By HSBC Global Research

China is going global: its consumers are travelling abroad, its companies are buying resources from all over the world, and the government is finding new places to invest the country’s USD4trn of foreign reserves. As these trends continue, we think the “next big thing” will be China’s export of capital, especially to infrastructure investment projects in Asia and further afield.

China’s infrastructure boom in recent years has created an economy well suited to designing, building and servicing large infrastructure projects. Although we have argued that there is still plenty of room for China to keep investing in its domestic infrastructure, the peak may have already passed. As such, it makes sense for China to look to overseas markets to put all that capacity to use.

It may not have to look far. We estimate that Asia needs to invest USD11trn in urban infrastructure by 2030. In this report, we update our Asian Infrastructure Measure, and find that while infrastructure development in the region has increased, it is still far below US levels.
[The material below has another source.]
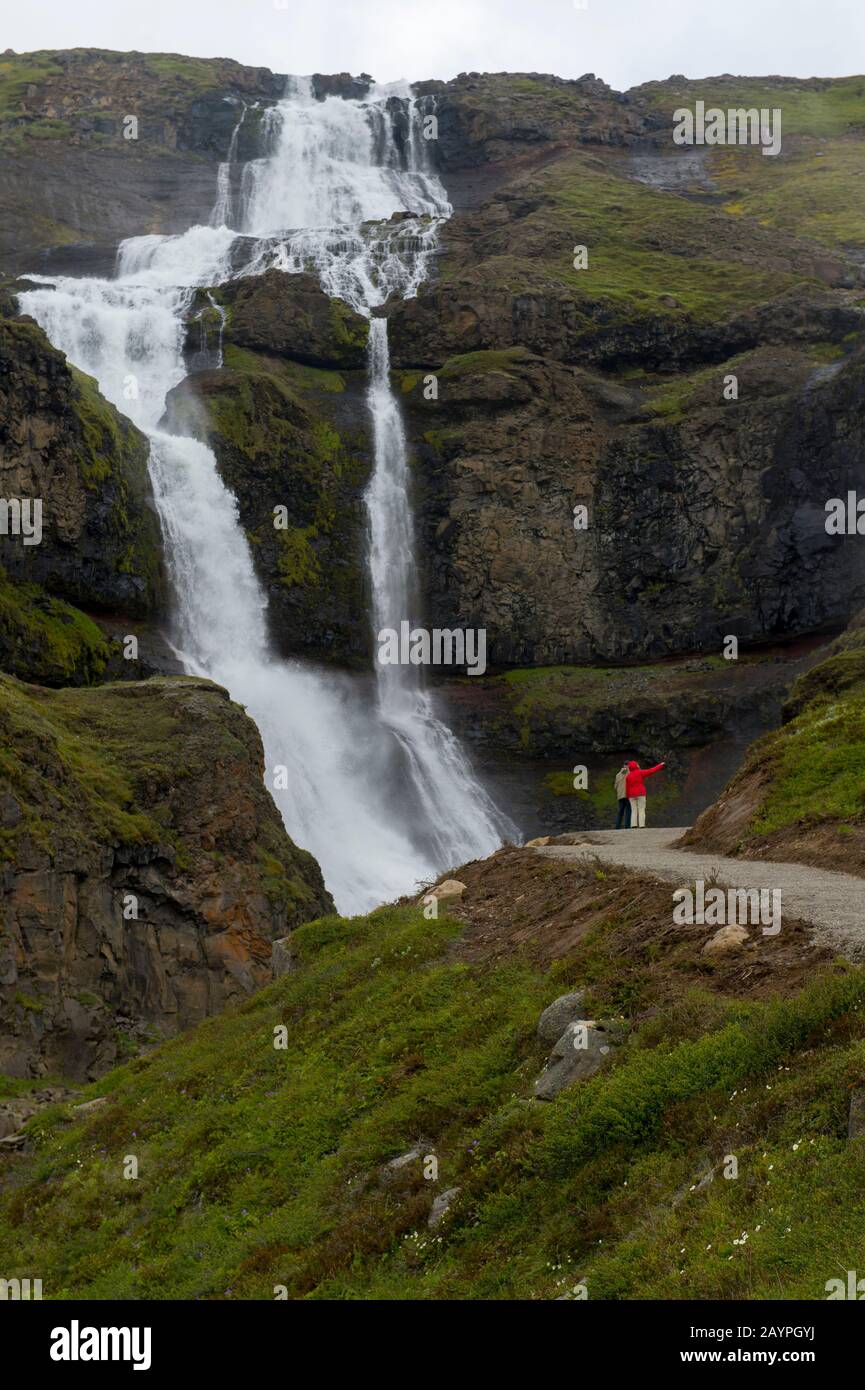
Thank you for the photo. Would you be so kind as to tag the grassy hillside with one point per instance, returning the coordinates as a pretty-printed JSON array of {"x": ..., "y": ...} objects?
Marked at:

At the same time, funding gaps have emerged, especially in Indonesia, India and Thailand. To fill them, Asia may have to rely more on external funding as domestic sources become scarce. With a proposed USD100bn capital base, the China-led Asian Infrastructure Investment Bank (AIIB) offers an alternative source of funding for infrastructure in the region. Spending on infrastructure is essential for growth, so there is potential for a “win-win” situation: China helps to narrow Asia’s funding gap and in the process achieves its own policy objectives, including the internationalisation of the Renminbi.